Ars Technica this week published a translated excerpt of an interview, first published in the Estonia weekly Eesti Ekspress, with developer Andrus Nõmm, one of seven people arrested and charged in connection with the U.S. government shutdown of filesharing site Megaupload, which at its peak accounted for about 4% of daily global internet traffic. Nõmm, who was recently released after serving the bulk of a one-year prison sentence for felony copyright infringement, answers a wide range of questions about his journey from self-taught developer to federal prison inmate, and his subsequent freedom. “I had to be made an example of as a warning to all IT people who were intending to work in similar companies,” Nõmm says of his conviction and Megaupload tenure.
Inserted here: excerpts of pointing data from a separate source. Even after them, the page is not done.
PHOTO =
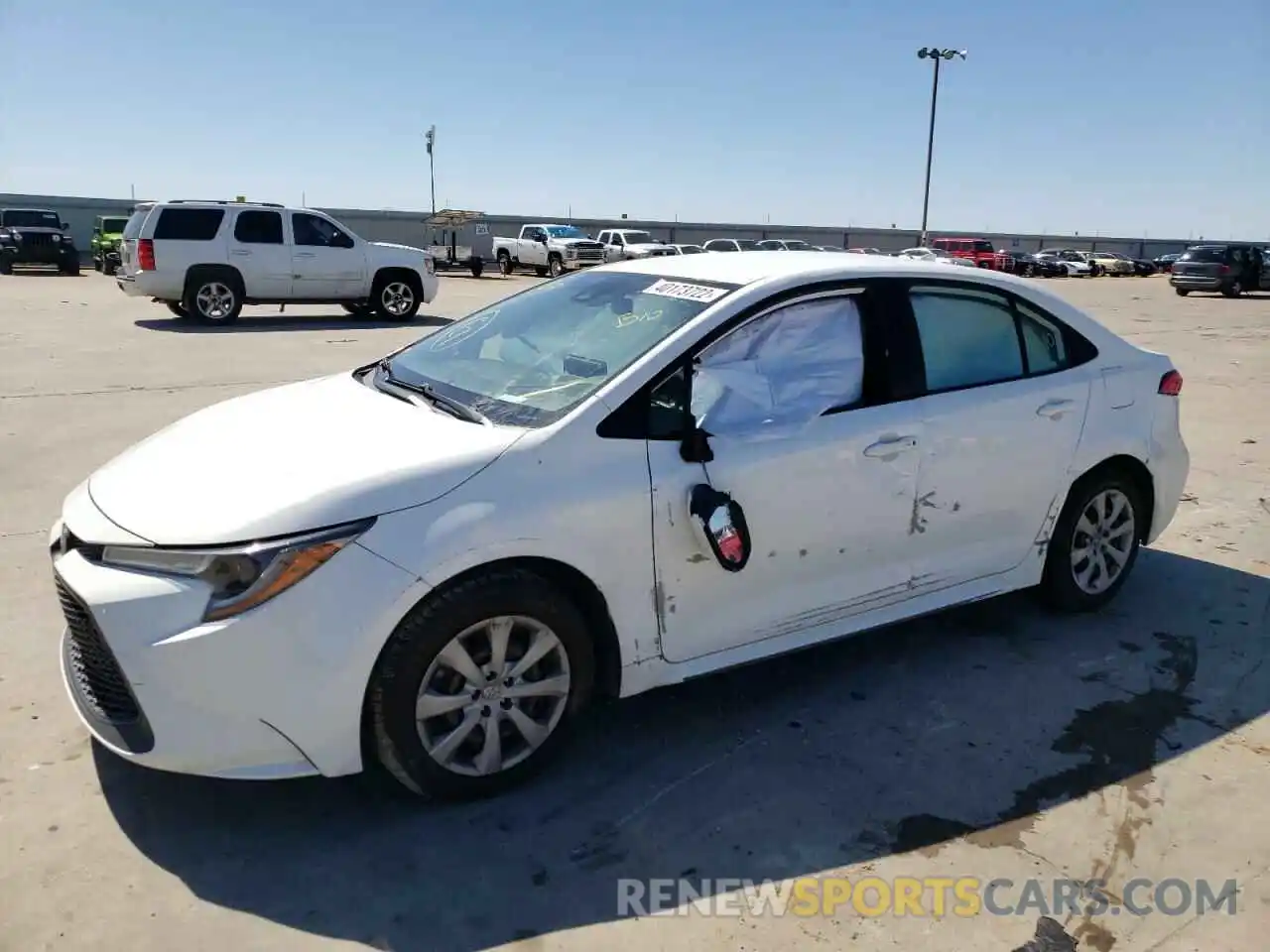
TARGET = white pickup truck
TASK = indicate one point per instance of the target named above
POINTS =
(548, 249)
(625, 244)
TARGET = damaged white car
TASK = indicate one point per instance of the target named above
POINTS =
(604, 484)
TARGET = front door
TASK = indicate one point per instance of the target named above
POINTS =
(326, 262)
(825, 484)
(258, 250)
(1002, 419)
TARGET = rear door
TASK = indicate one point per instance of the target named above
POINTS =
(1006, 390)
(258, 249)
(326, 262)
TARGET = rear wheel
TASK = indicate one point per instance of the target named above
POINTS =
(398, 298)
(213, 298)
(476, 687)
(1095, 542)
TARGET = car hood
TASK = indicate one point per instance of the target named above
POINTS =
(287, 460)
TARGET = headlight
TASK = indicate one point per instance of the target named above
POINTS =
(241, 576)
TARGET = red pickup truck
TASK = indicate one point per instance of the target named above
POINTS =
(978, 250)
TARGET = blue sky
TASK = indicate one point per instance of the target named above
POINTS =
(1118, 117)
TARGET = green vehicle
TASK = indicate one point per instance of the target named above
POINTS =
(104, 245)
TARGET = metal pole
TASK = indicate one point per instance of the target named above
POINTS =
(930, 149)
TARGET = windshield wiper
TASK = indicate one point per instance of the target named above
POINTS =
(454, 408)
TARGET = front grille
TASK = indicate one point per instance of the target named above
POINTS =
(90, 664)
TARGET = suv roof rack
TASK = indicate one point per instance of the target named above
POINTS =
(218, 200)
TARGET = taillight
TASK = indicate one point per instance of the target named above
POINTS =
(146, 255)
(1171, 384)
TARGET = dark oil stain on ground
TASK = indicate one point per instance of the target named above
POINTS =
(1118, 738)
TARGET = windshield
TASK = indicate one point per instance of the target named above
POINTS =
(1205, 254)
(22, 218)
(534, 357)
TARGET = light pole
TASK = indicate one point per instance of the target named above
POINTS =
(431, 136)
(935, 55)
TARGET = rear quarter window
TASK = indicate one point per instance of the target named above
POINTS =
(189, 223)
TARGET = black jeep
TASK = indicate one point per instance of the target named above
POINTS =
(36, 236)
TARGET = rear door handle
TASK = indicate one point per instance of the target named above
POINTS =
(890, 448)
(1056, 409)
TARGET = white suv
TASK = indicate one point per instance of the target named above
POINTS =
(207, 259)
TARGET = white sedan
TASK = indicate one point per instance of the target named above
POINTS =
(604, 484)
(931, 254)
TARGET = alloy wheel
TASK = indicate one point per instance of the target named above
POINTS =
(1102, 540)
(493, 696)
(214, 301)
(398, 298)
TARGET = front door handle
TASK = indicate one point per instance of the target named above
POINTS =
(1056, 409)
(890, 448)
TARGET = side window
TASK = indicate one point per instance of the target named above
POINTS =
(189, 223)
(1043, 341)
(318, 232)
(255, 227)
(968, 338)
(783, 368)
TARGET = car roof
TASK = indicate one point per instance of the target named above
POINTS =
(762, 266)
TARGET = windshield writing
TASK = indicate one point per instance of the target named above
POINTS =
(534, 357)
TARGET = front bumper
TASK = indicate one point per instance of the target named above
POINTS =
(276, 692)
(1196, 282)
(30, 253)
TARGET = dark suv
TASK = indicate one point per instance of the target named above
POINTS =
(36, 236)
(1229, 270)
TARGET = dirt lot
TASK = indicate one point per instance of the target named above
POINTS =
(991, 742)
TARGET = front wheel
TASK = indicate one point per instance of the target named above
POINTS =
(1093, 544)
(477, 687)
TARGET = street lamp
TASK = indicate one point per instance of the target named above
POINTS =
(937, 56)
(431, 136)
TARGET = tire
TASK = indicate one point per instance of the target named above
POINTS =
(1071, 584)
(413, 658)
(213, 298)
(397, 298)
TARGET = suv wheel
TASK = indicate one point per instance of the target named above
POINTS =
(213, 298)
(398, 298)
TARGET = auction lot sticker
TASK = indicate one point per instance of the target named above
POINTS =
(685, 293)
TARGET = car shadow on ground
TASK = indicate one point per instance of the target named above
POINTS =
(965, 722)
(282, 321)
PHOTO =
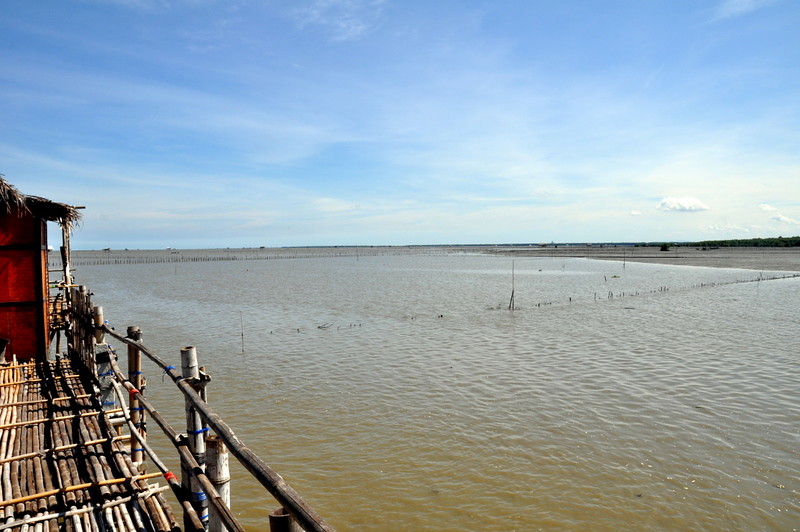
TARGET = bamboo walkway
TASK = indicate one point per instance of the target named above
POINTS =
(63, 466)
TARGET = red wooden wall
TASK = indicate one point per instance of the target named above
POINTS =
(23, 285)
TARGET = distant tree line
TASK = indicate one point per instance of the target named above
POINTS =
(775, 242)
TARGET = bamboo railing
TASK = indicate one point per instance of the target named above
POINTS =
(198, 494)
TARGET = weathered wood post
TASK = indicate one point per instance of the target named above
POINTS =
(99, 335)
(218, 473)
(196, 434)
(281, 521)
(102, 358)
(135, 377)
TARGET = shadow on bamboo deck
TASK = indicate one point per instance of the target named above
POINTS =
(63, 465)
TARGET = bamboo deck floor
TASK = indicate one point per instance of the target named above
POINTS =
(61, 467)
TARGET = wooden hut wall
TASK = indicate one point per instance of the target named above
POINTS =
(23, 285)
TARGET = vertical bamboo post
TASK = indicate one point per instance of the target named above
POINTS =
(219, 474)
(196, 434)
(105, 376)
(99, 335)
(135, 377)
(281, 521)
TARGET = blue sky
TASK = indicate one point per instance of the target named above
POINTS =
(210, 123)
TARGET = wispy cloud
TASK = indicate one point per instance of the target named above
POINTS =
(347, 19)
(735, 8)
(784, 219)
(682, 205)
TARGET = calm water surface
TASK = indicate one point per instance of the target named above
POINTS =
(400, 393)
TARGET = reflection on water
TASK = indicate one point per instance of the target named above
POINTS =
(399, 393)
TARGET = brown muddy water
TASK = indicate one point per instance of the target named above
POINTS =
(400, 393)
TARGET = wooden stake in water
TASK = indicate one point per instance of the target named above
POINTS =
(511, 302)
(241, 324)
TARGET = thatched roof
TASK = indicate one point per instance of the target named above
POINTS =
(12, 200)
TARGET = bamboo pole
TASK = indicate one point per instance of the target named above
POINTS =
(180, 443)
(218, 472)
(135, 376)
(99, 335)
(196, 434)
(282, 521)
(266, 476)
(86, 485)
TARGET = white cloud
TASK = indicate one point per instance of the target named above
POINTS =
(348, 19)
(734, 8)
(784, 219)
(333, 205)
(682, 205)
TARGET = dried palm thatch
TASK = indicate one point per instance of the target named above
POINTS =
(12, 200)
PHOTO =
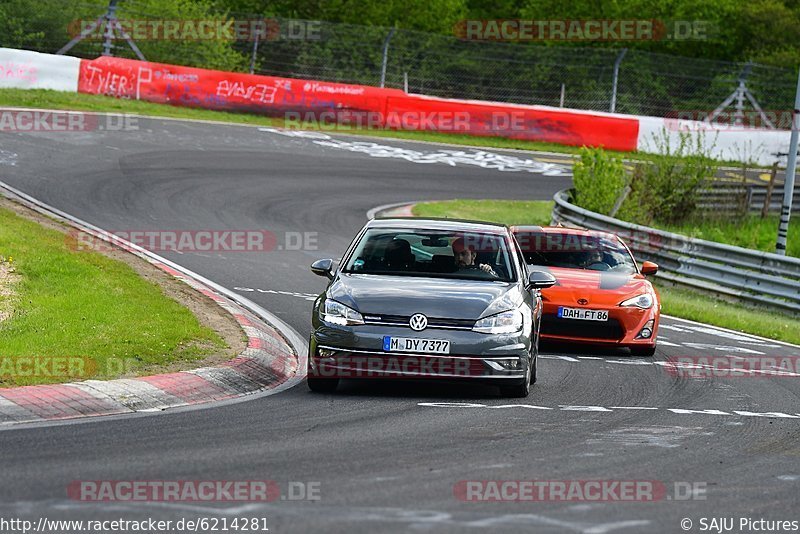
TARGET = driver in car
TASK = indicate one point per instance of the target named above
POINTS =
(593, 259)
(465, 257)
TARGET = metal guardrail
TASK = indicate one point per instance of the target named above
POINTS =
(730, 198)
(759, 277)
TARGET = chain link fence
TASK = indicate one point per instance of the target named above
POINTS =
(431, 64)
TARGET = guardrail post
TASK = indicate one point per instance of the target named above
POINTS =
(770, 187)
(788, 183)
(253, 57)
(385, 56)
(616, 79)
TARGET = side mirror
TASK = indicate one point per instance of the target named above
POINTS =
(323, 268)
(540, 280)
(648, 267)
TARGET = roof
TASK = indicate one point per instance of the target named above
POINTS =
(564, 230)
(434, 223)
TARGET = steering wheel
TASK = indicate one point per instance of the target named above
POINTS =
(599, 266)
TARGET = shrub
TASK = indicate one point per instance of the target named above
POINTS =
(599, 180)
(666, 189)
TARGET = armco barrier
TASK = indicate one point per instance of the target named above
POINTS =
(758, 277)
(211, 89)
(733, 198)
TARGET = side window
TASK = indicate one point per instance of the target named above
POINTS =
(520, 257)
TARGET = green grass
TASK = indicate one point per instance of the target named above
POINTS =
(510, 212)
(82, 304)
(676, 301)
(709, 310)
(48, 99)
(750, 231)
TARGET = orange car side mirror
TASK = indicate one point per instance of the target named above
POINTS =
(648, 267)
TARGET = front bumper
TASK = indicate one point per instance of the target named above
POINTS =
(357, 352)
(623, 328)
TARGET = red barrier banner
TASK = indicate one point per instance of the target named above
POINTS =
(318, 102)
(202, 88)
(516, 122)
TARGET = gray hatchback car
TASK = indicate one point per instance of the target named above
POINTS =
(428, 298)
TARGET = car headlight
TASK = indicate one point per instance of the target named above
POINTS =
(337, 313)
(643, 301)
(501, 323)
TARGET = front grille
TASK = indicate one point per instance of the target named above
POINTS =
(555, 326)
(433, 322)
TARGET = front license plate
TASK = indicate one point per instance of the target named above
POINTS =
(582, 314)
(410, 344)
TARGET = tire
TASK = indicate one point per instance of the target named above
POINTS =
(322, 385)
(646, 350)
(523, 389)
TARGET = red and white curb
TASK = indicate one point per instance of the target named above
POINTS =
(273, 360)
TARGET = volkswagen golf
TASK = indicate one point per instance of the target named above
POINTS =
(428, 298)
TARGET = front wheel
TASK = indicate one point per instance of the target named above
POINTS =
(643, 350)
(523, 389)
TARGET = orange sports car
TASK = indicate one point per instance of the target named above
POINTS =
(601, 296)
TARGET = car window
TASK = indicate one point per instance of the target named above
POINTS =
(592, 251)
(432, 253)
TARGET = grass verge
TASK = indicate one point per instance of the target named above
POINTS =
(675, 301)
(84, 315)
(750, 231)
(48, 99)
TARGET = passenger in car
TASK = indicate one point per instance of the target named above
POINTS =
(398, 256)
(465, 258)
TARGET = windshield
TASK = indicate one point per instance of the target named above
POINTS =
(440, 254)
(598, 252)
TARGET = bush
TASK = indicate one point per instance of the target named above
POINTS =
(666, 189)
(599, 180)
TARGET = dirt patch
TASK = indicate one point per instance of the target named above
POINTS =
(208, 313)
(8, 279)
We Found the One Engineer Who Has Worked for 5 of the World’s Top Employers. Here’s His Secret to Picking Right—LinkedIn Pulse
Want to know what it’s like to work for five of the biggest companies in tech? Ask the guy who’s worked for them all. Software engineer Edward Kandrot, who says he specializes in improving code performance, counts Apple, Facebook, Microsoft, Adobe, and Google among his former employers. He shares his experiences in an interview with LinkedIn’s Caroline Fairchild, including the questions he likes to ask of prospective employers.
“Top talent”—software companies are willing to pay big bucks for it, but what does the term really mean? What are the attributes of a “top” software developer? Reddit users chimed in with their definitions in /r/cscareerquestions, and Dzone’s Dave Fecak—who’s also a moderator on that Reddit forum—recaps some of the best and most interesting responses. It seems clear, though, why “top talent” is so hard to pin down: it’s very dependent on context, need, interpersonal dynamics, and other subjective variables.